It’s no secret that the companies of Big Tech — Amazon, Apple, Facebook, Google and Microsoft — dominate their industries. Indeed, they’re frequently called competition-killing monopolies that should be broken up and closely regulated.
Now, UC Santa Barbara’s Arthur N. Rupe Great Debate Series will tackle the subject with “Taming Titans: How Should We Regulate Big Tech?” Tuesday, May 18, from 4 to 5:30 p.m. via Zoom. Register here to attend.
The event will feature three different scholars.
Sonia Katyal holds the Distinguished Haas Chair at UC Berkeley School of Law and is co-director of the Berkeley Center for Law & Technology. She has published widely on the intersection of technology, intellectual property and civil rights (including antidiscrimination, privacy and freedom of speech).
Kate Klonick is assistant professor of law at St. John’s University School of Law and affiliate fellow at the Information Society Project at Yale Law School. She has published on Facebook’s new Oversight Board, the internet’s effect on freedom of expression and private platform governance, and issues related to online shaming, artificial intelligence, content moderation, algorithms, privacy and intellectual property.

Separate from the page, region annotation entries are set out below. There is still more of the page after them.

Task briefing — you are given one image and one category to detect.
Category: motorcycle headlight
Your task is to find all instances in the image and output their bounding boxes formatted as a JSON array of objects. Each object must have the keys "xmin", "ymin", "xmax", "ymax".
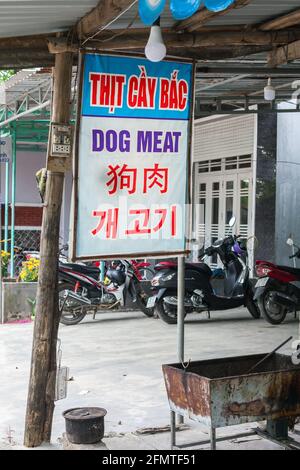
[
  {"xmin": 162, "ymin": 273, "xmax": 176, "ymax": 282},
  {"xmin": 151, "ymin": 273, "xmax": 163, "ymax": 287}
]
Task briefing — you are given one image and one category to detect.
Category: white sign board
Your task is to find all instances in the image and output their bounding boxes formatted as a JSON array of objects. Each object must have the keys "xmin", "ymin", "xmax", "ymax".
[{"xmin": 72, "ymin": 53, "xmax": 193, "ymax": 260}]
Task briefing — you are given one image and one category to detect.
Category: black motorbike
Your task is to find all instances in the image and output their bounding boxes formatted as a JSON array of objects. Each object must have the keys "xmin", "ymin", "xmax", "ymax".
[
  {"xmin": 148, "ymin": 220, "xmax": 260, "ymax": 324},
  {"xmin": 59, "ymin": 260, "xmax": 154, "ymax": 325}
]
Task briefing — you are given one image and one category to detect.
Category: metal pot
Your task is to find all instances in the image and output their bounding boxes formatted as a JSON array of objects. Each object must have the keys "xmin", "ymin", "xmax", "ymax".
[{"xmin": 63, "ymin": 407, "xmax": 107, "ymax": 444}]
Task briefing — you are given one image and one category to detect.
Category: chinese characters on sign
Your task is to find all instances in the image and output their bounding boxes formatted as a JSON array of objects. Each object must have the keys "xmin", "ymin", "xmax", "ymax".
[{"xmin": 73, "ymin": 54, "xmax": 193, "ymax": 259}]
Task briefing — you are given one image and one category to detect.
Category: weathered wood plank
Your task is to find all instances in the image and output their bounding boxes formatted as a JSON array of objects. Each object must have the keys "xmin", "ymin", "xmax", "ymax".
[
  {"xmin": 76, "ymin": 0, "xmax": 132, "ymax": 39},
  {"xmin": 259, "ymin": 10, "xmax": 300, "ymax": 31},
  {"xmin": 24, "ymin": 53, "xmax": 73, "ymax": 447},
  {"xmin": 268, "ymin": 41, "xmax": 300, "ymax": 67}
]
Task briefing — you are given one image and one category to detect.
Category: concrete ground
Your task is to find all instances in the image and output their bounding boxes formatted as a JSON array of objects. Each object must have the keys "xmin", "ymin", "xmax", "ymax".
[{"xmin": 0, "ymin": 309, "xmax": 299, "ymax": 450}]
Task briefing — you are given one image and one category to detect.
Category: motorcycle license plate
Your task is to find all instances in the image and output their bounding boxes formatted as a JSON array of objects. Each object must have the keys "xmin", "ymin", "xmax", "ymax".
[
  {"xmin": 255, "ymin": 277, "xmax": 269, "ymax": 289},
  {"xmin": 147, "ymin": 295, "xmax": 157, "ymax": 308}
]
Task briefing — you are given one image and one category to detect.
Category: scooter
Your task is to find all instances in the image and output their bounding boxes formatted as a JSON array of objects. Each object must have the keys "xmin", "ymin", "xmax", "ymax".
[
  {"xmin": 59, "ymin": 260, "xmax": 154, "ymax": 325},
  {"xmin": 147, "ymin": 217, "xmax": 260, "ymax": 324},
  {"xmin": 254, "ymin": 238, "xmax": 300, "ymax": 325}
]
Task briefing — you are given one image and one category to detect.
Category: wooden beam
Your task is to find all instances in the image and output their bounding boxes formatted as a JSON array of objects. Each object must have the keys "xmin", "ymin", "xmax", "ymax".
[
  {"xmin": 175, "ymin": 0, "xmax": 252, "ymax": 32},
  {"xmin": 24, "ymin": 53, "xmax": 73, "ymax": 447},
  {"xmin": 49, "ymin": 30, "xmax": 300, "ymax": 53},
  {"xmin": 76, "ymin": 0, "xmax": 132, "ymax": 39},
  {"xmin": 259, "ymin": 10, "xmax": 300, "ymax": 31},
  {"xmin": 268, "ymin": 41, "xmax": 300, "ymax": 67}
]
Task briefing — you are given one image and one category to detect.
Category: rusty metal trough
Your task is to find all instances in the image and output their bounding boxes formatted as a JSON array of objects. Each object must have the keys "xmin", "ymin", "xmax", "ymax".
[{"xmin": 163, "ymin": 354, "xmax": 300, "ymax": 448}]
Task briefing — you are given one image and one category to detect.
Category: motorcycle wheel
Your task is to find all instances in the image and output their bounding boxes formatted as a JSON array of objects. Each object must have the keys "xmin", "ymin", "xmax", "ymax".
[
  {"xmin": 58, "ymin": 283, "xmax": 86, "ymax": 326},
  {"xmin": 135, "ymin": 282, "xmax": 154, "ymax": 318},
  {"xmin": 245, "ymin": 288, "xmax": 261, "ymax": 320},
  {"xmin": 258, "ymin": 289, "xmax": 288, "ymax": 325},
  {"xmin": 155, "ymin": 292, "xmax": 187, "ymax": 325}
]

Randal C. Picker is the James Parker Hall Distinguished Service Professor of Law at the University of Chicago Law School. He is co-author of “Game Theory and the Law” and “Security Interests in Personal Property: Cases, Problems and Materials.”
The debate will be moderated by Michael J. Burstein, vice dean and professor of law at Cardozo School of Law at Yeshiva University in New York City.
“I am thrilled and honored to moderate this year’s Rupe Debate on regulating big tech,” Burstein said. “These companies have become essential parts of modern life and how to regulate them is one of the key policy questions of our time. This debate is an opportunity to answer that question from wide and diverse perspectives.”
“The stakes of this topic are high, as we saw with Trump’s indefinite ban from Facebook for two incendiary posts,” said Susan Derwin, director of UCSB’s Interdisciplinary Humanities Center (IHC), which is co-presenting the debate with the campus’s College of Letters and Science. “The ‘big five’ tech companies are deeply intertwined in our society and the lives of its members. And the industry has not developed as other industries have, such as the aeronautics industry or radio and television.”
As Derwin notes, technology companies have been regulating themselves while amassing tremendous amounts of personal data, which raises questions about privacy and user protections.
“We hope the debate will advance our understanding of the impact of big tech on our private lives and on public discourse,” she said. “Our goal is to help our audience critically grasp why it is important to regulate this industry and to be well-informed about the key topics that will be discussed in the media and in public discourse in the coming months and years, as lawmakers wrestle with this important issue.”
The Rupe Great Debate Series explores contemporary societal issues of national and international significance through the presentation of eminent figures who hold divergent viewpoints.
The debate is structured as a roundtable discussion in which the moderator establishes a framework for the topic, poses questions to the panelists and facilitates discussion among them.